11 Callery pear trees to get axed, Bloomington’s park board OKs $17K contract

By mid-November, nine of Bloomington’s Callery pear trees will be cut down, along the B-Line Trail, north of the 3rd Street bridge and south of 4th Street.

Their stumps will be ground down six inches below the surface. Eight of the trees are eventually to be replaced with a native species.

Another two Callery pears on the west side of the B-Line just south of Kirkwood Avenue will also be removed and replaced as a part of the contracted work.

The removal of the trees is part of Bloomington’s 15-year plan to eradicate all of the Callery pears in the public right-of-way. They’re considered to be an invasive species, and are prohibited as street trees under city code.  Based on the city’s online tree inventory, Bloomington now has 1,246 public Callery pears.

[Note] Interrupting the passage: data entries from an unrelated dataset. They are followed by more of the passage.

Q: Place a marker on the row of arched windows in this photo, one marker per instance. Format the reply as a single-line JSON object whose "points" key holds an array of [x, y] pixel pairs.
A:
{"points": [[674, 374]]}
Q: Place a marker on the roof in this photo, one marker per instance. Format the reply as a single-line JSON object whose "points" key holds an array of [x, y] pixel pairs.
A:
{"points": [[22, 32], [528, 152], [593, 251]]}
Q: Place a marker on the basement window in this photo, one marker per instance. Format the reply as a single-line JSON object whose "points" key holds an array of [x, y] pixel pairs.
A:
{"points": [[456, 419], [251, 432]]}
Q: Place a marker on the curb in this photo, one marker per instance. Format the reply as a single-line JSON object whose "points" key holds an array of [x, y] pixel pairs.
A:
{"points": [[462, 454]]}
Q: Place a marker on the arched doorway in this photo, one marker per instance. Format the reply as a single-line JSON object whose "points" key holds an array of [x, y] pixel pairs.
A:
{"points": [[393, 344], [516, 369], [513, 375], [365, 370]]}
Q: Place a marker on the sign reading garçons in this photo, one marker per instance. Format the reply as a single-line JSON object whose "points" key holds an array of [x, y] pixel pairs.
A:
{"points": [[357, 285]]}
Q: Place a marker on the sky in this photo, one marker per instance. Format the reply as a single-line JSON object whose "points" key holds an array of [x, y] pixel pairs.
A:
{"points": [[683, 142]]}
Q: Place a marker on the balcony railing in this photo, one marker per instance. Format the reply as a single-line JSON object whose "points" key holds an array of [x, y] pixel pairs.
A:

A $17,523 contract with Bluestone Tree for the Callery pear removal and replacement was approved by the four-member board of park commissioners at its regular Tuesday meeting.

Included in the contract with Bluestone is the replacement of the trees.

At Tuesday’s board of park commissioners meeting, the city’s urban forester, Haskell Smith, responded to a question from park commissioner Jim Whitlatch by listing off some possibilities for native species that might replace the pear trees—yellowwood, hophornbeam, or coffeetree.

According to Smith’s memo to the board, the work will require shutting down the B-Line Trail for two or three hours.

Smith’s memo says a low-traffic time will be chosen, and flaggers will be stationed on both sides of the closure. Barriers will be installed and temporary rerouting plans will be put in place, according to the memo.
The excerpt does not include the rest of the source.